The lifelong dream of Mike Jacobs was to embark on a musical career. But the North Londoner lacked the confidence to pursue it, until he was diagnosed with oesophageal cancer and given nine months to live.
The father of four was encouraged by his children to record one of the songs he had written, Stay, about the pain of a break up.
He heard it played on the radio for the first time 11 days before his death, aged 62, on New Year's Eve. The song has become a hit, with the proceeds going to the hospices which cared for him.
Stay reached number two on the iTunes singles chart earlier this week and Mr Jacobs' son Josh, 37, is on a mission to get his father a posthumous number one.
“Dad never had the confidence to do music as a career," he told the JC. "He was scared and didn’t like to put himself out there. He wrote songs all the time but he only let me and my sister hear them.”
After Mr Jacobs received the devastating diagnosis, Josh arranged for him to record Stay at a studio in Stoke Newington.
“He wrote the song over 30 years ago and it was about the heartache caused by a break up. But today it has a different meaning.
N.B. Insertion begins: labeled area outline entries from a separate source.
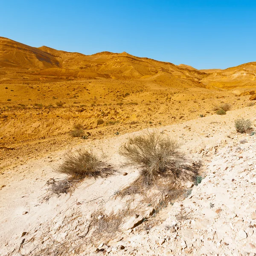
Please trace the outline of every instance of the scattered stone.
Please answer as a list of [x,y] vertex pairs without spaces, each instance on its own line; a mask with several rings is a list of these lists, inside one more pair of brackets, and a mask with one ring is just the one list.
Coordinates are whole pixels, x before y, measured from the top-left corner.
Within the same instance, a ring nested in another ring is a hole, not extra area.
[[158,243],[160,245],[162,245],[165,242],[165,239],[162,238],[160,239]]
[[250,100],[256,100],[256,94],[252,95],[249,98]]
[[130,217],[123,224],[122,229],[123,230],[128,230],[134,228],[142,223],[144,217],[142,215],[139,215],[137,218],[136,216]]
[[242,240],[247,238],[247,234],[244,231],[241,230],[238,233],[238,236],[241,240]]
[[219,208],[218,209],[217,209],[217,210],[216,210],[216,211],[215,211],[215,212],[216,213],[219,213],[222,211],[222,210],[221,208]]
[[256,220],[256,212],[253,212],[251,215],[251,218],[253,220]]

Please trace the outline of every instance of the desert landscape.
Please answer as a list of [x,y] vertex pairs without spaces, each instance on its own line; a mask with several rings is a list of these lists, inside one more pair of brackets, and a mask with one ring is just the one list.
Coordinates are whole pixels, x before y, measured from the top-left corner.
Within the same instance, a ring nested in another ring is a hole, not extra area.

It can be seen as a song about dad leaving us."
He said his dad was overcome with emotion when hearing Stay played on Jeremy Vine's Radio 2 show as part of a feature about the song. “He was too ill at that point to make it to the studio so I went and did the interview. But I spoke to him afterwards and he was crying uncontrollably."
Josh hoped the song would earn significant sums for the Florence Nightingale Hospice Charity and Rennie Grove Hospice, "which really looked after him and supported the family".